= Mary Weston Fordham =

American poet

Mary Weston Fordham (c.1843–1905) was an African American poet and teacher. She published the poetry collection Magnolia Leaves in 1897.

== Biography ==

Frontispiece to Magnolia Leaves (1897) by Mary Weston Fordham

Mary Weston Fordham was born in Charleston, South Carolina likely around the year 1843. Her parents were Louise Bonneau and Rev. Samuel Weston. Her parents and extended family were skilled laborers and land owners. She became a poet and an educator. She ran a school for African American children during the American Civil War. After the war, she worked as a teacher for the American Missionary Association. Her poetry indicates that she was the mother of six children, all of whom died.

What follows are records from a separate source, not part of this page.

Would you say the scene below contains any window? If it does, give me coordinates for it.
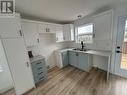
[0,65,3,72]
[76,24,93,43]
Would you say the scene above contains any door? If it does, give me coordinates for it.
[78,53,89,71]
[0,17,23,38]
[0,39,14,95]
[115,16,127,78]
[62,51,68,67]
[2,38,34,95]
[69,51,78,67]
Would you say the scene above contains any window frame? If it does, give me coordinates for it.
[75,23,94,44]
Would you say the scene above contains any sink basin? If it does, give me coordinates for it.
[73,48,88,51]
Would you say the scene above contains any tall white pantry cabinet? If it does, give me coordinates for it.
[0,14,35,95]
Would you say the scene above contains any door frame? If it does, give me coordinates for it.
[115,15,127,78]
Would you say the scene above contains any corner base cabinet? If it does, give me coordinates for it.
[31,58,47,84]
[69,51,92,72]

Her collection Magnolia Leaves includes 66 poems and offers a presentation of African American families during the Reconstruction Era. The introduction to the book is written by Booker T. Washington, in which he reflects on his concerns for African American families. The tone and subject of Fordham's poetry matches that of many white female poets of the period: sentimentality, moral virtues, and explorations of death, motherhood, patriotism, and Christianity.

== Published works ==
- Fordham, Mary Weston (1897). Magnolia Leaves, Charleston: Walker, Evans & Cogswell Co.